Slavic Psycholinguistics in the 21st Century

This talk provides an update on research in Slavic formal experimental psycholinguistics since 2000 (Sekerina 2006) that was published as a position paper for the workshop The Future of Slavic Linguistics in America (SLING2K; http://slaviccenters.duke.edu/projects/glossos-journal/issues/issue-8). I review five dimensions characteristic of Slavic psycholinguistics—populations, methods, domains, theoretical approaches, and specific languages—and summarize the experimental data from the Slavic studies conducted with monolingual young adults. I argue that the current research trends in Slavic psycholinguistics are (1) a shift from adult monolingual participants to special population groups, such as children, people with aphasia, and bilingual learners, (2) a continuing move in the direction of cognitive neuroscience, with more emphasis on online experimental techniques, such as eye-tracking and neuroimaging, and (3) a focus on Slavic-specific phenomena that contribute to the ongoing debates in general psycholinguistics. The current infrastructural trends are (1) development of psycholinguistic databases and resources for Slavic languages, and (2) a rise of psycholinguistic research conducted in Eastern European countries and disseminated in Slavic languages.

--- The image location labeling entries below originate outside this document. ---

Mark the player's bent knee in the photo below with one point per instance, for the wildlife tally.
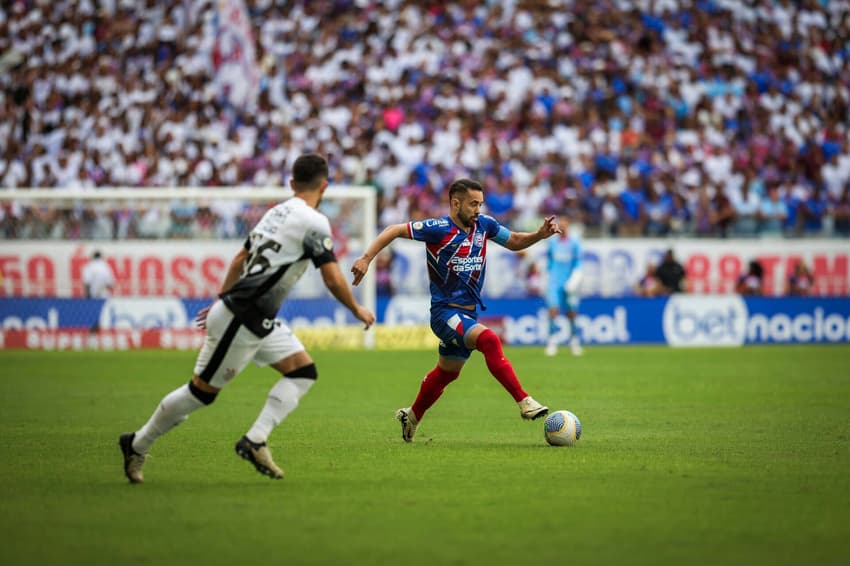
(205, 397)
(488, 340)
(306, 372)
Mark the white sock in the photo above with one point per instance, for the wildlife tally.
(172, 410)
(283, 398)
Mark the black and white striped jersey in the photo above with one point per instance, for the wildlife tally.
(279, 247)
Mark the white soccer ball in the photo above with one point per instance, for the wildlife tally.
(562, 428)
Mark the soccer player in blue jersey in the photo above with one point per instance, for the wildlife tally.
(564, 270)
(456, 248)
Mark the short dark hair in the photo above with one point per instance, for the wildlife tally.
(309, 170)
(460, 187)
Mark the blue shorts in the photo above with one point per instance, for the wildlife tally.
(451, 325)
(558, 298)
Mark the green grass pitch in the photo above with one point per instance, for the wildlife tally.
(689, 456)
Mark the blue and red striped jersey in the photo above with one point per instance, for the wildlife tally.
(456, 259)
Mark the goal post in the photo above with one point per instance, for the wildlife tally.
(43, 218)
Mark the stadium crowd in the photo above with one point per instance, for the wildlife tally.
(636, 117)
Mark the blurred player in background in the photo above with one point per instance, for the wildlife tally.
(98, 279)
(562, 290)
(456, 247)
(242, 326)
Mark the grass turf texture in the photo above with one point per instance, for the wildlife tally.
(733, 456)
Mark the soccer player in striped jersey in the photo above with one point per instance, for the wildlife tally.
(242, 326)
(456, 248)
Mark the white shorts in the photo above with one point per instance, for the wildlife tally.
(229, 346)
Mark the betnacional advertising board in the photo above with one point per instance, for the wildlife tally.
(678, 321)
(612, 268)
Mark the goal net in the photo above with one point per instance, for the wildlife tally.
(168, 250)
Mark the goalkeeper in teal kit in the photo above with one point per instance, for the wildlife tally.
(562, 291)
(456, 248)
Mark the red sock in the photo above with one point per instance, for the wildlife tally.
(490, 345)
(431, 389)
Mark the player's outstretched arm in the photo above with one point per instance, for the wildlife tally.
(390, 233)
(338, 286)
(521, 240)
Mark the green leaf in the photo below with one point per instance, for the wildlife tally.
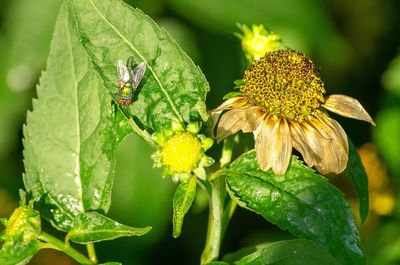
(183, 199)
(288, 252)
(93, 227)
(172, 88)
(300, 201)
(72, 133)
(19, 254)
(355, 171)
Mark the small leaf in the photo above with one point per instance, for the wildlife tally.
(71, 135)
(19, 253)
(293, 252)
(356, 173)
(93, 227)
(183, 199)
(172, 88)
(299, 201)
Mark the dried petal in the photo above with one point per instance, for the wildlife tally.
(254, 116)
(347, 107)
(231, 122)
(274, 137)
(227, 104)
(299, 143)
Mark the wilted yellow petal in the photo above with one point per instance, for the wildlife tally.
(231, 122)
(227, 104)
(254, 116)
(273, 145)
(280, 147)
(347, 107)
(300, 143)
(264, 132)
(335, 126)
(333, 156)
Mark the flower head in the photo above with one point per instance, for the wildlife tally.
(282, 102)
(23, 225)
(182, 152)
(257, 40)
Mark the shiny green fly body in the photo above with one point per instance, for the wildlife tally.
(129, 80)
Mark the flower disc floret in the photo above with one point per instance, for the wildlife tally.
(284, 83)
(181, 153)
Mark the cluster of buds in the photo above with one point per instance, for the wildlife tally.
(182, 151)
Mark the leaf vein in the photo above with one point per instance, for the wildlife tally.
(143, 59)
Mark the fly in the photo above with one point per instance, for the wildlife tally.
(129, 80)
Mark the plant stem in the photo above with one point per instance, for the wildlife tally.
(91, 252)
(214, 229)
(59, 245)
(227, 150)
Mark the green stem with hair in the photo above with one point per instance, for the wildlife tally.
(55, 243)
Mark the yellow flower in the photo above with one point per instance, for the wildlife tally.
(182, 152)
(282, 102)
(257, 41)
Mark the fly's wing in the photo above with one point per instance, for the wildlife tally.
(123, 73)
(137, 74)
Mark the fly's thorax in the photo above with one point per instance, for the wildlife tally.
(284, 83)
(126, 91)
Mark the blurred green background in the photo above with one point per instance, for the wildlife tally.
(356, 44)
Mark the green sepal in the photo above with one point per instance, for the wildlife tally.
(355, 171)
(183, 199)
(299, 201)
(93, 227)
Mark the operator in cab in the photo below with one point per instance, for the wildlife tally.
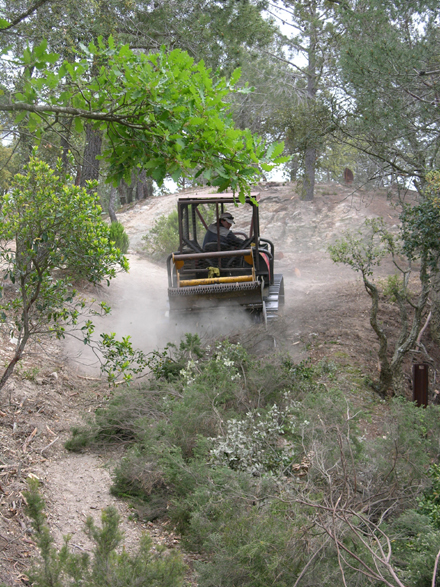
(228, 240)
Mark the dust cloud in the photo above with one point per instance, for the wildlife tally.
(139, 303)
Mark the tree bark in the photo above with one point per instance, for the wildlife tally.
(434, 326)
(90, 167)
(67, 123)
(308, 188)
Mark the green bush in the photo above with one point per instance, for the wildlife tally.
(163, 238)
(118, 236)
(63, 568)
(242, 455)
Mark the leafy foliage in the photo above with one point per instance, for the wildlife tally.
(363, 251)
(51, 233)
(161, 112)
(259, 463)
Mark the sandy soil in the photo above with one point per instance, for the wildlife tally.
(326, 314)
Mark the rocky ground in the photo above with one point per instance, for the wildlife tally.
(326, 315)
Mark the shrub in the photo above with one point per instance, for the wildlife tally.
(119, 237)
(63, 568)
(249, 459)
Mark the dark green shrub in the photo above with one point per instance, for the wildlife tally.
(119, 236)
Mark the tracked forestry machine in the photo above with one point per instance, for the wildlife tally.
(216, 266)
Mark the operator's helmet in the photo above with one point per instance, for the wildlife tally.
(228, 217)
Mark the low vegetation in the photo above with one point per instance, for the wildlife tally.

Natalia Slioussar, Higher School of Economics, Moscow

Experimental studies of agreement in Russian

In the history of linguistics, many great theories and tools were developed on a very limited set of languages and were substantially enriched or reconsidered when more languages were added to the picture. Now we see this happening in many domains of experimental linguistics, and my modest contribution will focus on the studies of agreement. Agreement has been a hot topic in psycholinguistics for the last 25 years, and seeing one more experimental study one might think: not again! However, most existing studies were conducted on Germanic and Romance languages, and turning to Slavic languages we can focus on many questions that could not be asked before, including agreement in the system with three genders and six cases, the role of morphological syncretism and morphological regularity, the role of word order and so on. In my talk, I will quickly go over various experiments on case, number and gender agreement we conducted with my students during the last couple of years and will present the results of several new studies. I will aim to outline a bigger picture: what a language like Russian can add to existing processing models in this domain, and what our experimental results can contribute to several theoretical issues in morphology and syntax.